Re: [PATCH V5 0/9] nvme: pci: fix & improve timeout handling

Ming Lei <ming.lei@xxxxxxxxxx> · Thu, 17 May 2018 06:18:44 +0800

On Wed, May 16, 2018 at 09:18:26AM -0600, Keith Busch wrote:
> On Wed, May 16, 2018 at 12:31:28PM +0800, Ming Lei wrote:
> > Hi Keith,
> > 
> > This issue may probably be fixed by Jianchao's patch of 'nvme: pci: set nvmeq->cq_vector
> > after alloc cq/sq'[1] and my another patch of 'nvme: pci: unquiesce admin
> > queue after controller is shutdown'[2], and both two have been included in the
> > posted V6.
> 
> No, it's definitely not related to that patch. The link is down in this
> test, I can assure you we're bailing out long before we ever even try to
> create an IO queue. The failing condition is detected by nvme_pci_enable's
> check for all 1's completions at the very beginning.

OK, this kind of failure during reset can be triggered in my test easily, then
nvme_remove_dead_ctrl() is called too, but not see IO hang from remove path.
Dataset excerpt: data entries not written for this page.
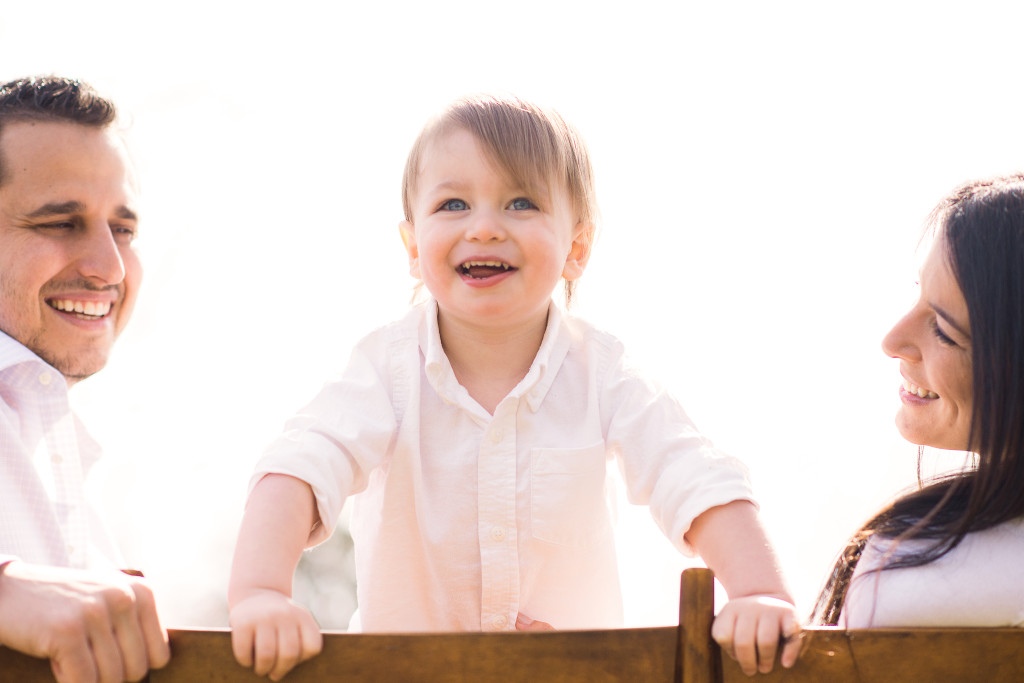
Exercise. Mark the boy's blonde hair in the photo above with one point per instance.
(535, 145)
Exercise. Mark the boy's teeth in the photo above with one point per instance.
(492, 264)
(919, 391)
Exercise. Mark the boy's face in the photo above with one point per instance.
(488, 251)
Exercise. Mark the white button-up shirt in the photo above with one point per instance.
(45, 454)
(976, 584)
(464, 518)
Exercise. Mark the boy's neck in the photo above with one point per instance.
(489, 363)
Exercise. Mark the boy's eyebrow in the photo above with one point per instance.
(949, 321)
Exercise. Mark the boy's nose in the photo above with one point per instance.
(485, 226)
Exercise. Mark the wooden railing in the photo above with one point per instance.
(683, 654)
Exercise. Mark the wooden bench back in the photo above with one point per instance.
(684, 654)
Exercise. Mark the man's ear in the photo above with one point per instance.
(576, 262)
(409, 239)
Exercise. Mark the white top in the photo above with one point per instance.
(978, 583)
(466, 519)
(45, 454)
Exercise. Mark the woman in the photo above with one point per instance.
(949, 553)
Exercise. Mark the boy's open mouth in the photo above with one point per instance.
(483, 269)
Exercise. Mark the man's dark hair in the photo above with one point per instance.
(52, 99)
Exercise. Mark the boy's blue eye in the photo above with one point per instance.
(521, 204)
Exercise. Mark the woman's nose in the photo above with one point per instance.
(900, 342)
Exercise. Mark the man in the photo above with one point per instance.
(69, 276)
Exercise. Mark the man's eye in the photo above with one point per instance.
(521, 204)
(454, 205)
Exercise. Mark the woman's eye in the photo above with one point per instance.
(454, 205)
(521, 204)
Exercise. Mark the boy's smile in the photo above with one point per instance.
(489, 251)
(484, 272)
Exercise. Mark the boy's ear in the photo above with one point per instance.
(409, 239)
(576, 262)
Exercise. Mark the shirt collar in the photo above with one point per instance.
(13, 355)
(534, 386)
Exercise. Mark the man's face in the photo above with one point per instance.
(69, 272)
As we discussed, it shouldn't be so, since queues are unquiesced &
killed, all IO should have been failed immediately. Also controller has
been shutdown, the queues are frozen too, so blk_mq_freeze_queue_wait()
won't wait on one unfrozen queue.

So could you post the debugfs log when the hang happens so that we may
find some clue?

Also, I don't think your issue is caused by this patchset, since
nvme_remove_dead_ctrl_work() and nvme_remove() aren't touched by this patch.
That means this issue may be triggered without this patchset too,
so could we start to review this patchset meantime?

Thanks,
Ming